太平洋セメントは、デンカからセメント販売事業を2023年3月31日付で取得することを決めた。これに伴い、デンカは「デンカセメント」のブランド名によるセメント販売を終了し、2025年上期をめどにセメント製造事業と石灰石の自社採掘からも撤退する。
太平洋セメントはデンカがセメント販売事業を会社分割して設立する新会社の全株式を取得する。国内事業の収益基盤強化につなげる狙い。デンカの当該事業の直近売上高は113億円。取得価額は非公表。
デンカは1954年にセメント事業に参入。糸魚川市の青海工場を拠点とし、隣接する黒姫山の石灰石を活用してセメントを製造している。しかし、近年は主要販売先の北信越地区をはじめ国内セメント需要が低調に推移し、さらに設備老朽化で大型の更新投資を迫られる状況下、事業の維持・成長は困難と判断した。

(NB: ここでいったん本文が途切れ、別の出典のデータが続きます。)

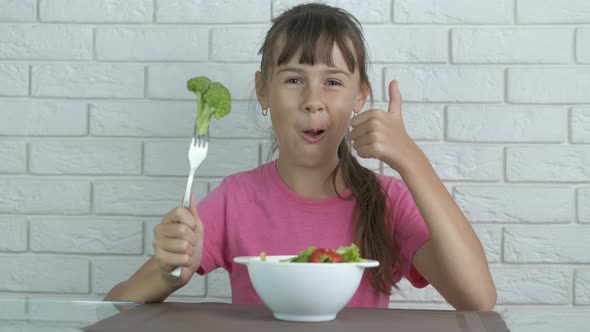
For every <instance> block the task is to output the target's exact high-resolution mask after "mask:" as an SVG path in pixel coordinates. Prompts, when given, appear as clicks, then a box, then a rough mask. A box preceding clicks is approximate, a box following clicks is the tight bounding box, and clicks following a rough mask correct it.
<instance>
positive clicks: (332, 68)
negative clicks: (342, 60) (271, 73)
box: [277, 67, 352, 77]
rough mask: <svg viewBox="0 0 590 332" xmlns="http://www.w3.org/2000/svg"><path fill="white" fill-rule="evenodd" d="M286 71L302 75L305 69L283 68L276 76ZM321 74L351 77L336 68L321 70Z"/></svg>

一方、太平洋セメントは子会社の明星セメントが同じく糸魚川市に工場を構えている。
「デンカセメント」のブランド名による販売は2023年3月末に終了し、太平洋セメントは4月以降、デンカの青海工場で生産されたセメントを「太平洋セメント」のブランド名で取り扱う。デンカが2025年にセメント製造を中止した後は、カーバイド生産用石灰石の供給などを明星セメントが行う。